Visiting historical sites while traveling brings them alive in a way that no history teacher or history book can do. It is quite moving to walk on sacred ground where only 70 years ago the most important historical event in the last century took place.
A small island that was barely inhabited in Manila Bay in the Philippines became a central point for world history in 1942 and 1945. In 1942 American and Philippine forces turned the island into a modern day Alamo as defenders on “the Rock” were the last to give in to the Japanese onslaught.
Many only are aware that Japan hit America on December 7, 1941 with a surprise attack at Pearl Harbor, which brought us into the war. They do not know that this attack was only a part of their battle plan. They simultaneously attacked the Philippines, French Indochina, and the Malay Peninsula in order to dominate Asia while a wounded United States licked their wounds and England held their own Alamo against the German blitz in the Battle of Britain.

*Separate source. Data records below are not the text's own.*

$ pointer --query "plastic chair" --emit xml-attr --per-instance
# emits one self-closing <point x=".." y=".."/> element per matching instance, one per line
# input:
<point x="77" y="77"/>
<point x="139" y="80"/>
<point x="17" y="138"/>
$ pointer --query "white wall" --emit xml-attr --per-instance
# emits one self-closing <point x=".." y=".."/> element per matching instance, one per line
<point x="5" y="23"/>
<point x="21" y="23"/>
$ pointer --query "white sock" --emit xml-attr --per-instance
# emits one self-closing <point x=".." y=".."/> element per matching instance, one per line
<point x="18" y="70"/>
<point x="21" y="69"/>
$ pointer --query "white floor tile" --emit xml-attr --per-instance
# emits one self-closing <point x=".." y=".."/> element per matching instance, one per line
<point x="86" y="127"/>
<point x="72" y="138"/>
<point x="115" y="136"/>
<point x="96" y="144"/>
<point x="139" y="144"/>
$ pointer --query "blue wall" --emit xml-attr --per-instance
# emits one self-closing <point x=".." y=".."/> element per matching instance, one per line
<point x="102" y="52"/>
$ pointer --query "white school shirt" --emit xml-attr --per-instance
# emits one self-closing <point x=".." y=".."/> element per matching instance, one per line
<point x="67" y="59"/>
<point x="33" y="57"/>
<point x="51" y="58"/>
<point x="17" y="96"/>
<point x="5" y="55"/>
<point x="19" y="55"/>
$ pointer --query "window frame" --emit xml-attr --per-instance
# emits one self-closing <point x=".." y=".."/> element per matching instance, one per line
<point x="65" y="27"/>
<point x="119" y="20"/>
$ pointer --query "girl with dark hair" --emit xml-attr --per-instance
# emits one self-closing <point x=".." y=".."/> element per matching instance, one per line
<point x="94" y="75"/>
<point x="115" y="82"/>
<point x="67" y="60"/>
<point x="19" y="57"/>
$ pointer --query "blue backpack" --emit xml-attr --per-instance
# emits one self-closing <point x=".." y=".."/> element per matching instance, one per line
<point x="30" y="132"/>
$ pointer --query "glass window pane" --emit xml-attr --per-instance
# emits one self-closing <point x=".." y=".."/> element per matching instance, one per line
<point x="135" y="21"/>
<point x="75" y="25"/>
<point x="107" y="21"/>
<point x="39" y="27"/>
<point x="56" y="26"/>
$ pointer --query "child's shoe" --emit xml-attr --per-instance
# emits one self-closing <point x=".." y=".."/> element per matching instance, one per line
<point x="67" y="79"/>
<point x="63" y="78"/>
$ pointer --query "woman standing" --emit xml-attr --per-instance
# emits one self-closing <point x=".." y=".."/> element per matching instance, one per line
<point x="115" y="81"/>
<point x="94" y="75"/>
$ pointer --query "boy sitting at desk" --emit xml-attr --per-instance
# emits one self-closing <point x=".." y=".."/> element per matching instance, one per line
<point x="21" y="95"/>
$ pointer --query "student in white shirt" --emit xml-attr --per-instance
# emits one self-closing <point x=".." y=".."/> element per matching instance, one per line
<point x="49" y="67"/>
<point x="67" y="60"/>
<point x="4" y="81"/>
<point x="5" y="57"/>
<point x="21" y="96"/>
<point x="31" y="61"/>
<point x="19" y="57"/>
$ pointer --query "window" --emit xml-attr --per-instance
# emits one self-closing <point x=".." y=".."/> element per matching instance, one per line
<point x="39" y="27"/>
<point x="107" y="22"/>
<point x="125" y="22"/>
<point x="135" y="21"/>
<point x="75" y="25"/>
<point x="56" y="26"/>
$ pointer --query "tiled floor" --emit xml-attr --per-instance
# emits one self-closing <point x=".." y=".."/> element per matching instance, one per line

The siege began on December 29, 1941 at Corregidor, but the heroic American and Philippine defenders held out until May 6, 1942 when General Wainwright surrendered to Japanese forces. The long struggle cost 900 Imperial soldiers, but more importantly denied the Japanese army the use of Manila Bay and hurt their timeline for future conquests. Some argue that this holdout saved Australia from an attack.
Liberation in 1945
In 1945 when Allied forces liberated the Philippines the Japanese on the island held a similarly fierce resistance before surrender. The Americans were able to do in two weeks what it took the Japanese to do in five months. By February 1945 the Americans had stormed Normandy and many other Japanese islands, so they were well acquainted with the strategy of amphibious assault.
A combination of aerial bombardment and naval bombardment softened up the defenses, and then paratroopers dropped on surprised defenders. The battle was tenacious as the Japanese always fought to the death, but they were no match for the well tested and well armed Allies who were coming back as McArthur said they would.
The guns are quiet on Corregidor now and the island is virtually deserted except for tourists who desire to learn a little bit while they travel. It is difficult to grasp that this beautiful island paradise was once the scene of two grisly battles that held the fate of Asia and the world in 1942 and 1945.
Tours run from the dock at Manila Bay. They cost nearly $50.00 usd, but they are well worth it and a buffet lunch is included. The air-conditioned boat plays films from World War II, which gets the traveler in the mood. Trolleys run around the main areas like the Malinta Tunnel where a sound and light show takes place, but there is also plenty of time to explore on one’s own. The tours are well organized, well run, and the tour guides are informative. There is also the option to stay overnight on the island and have more time with ghosts from World War II.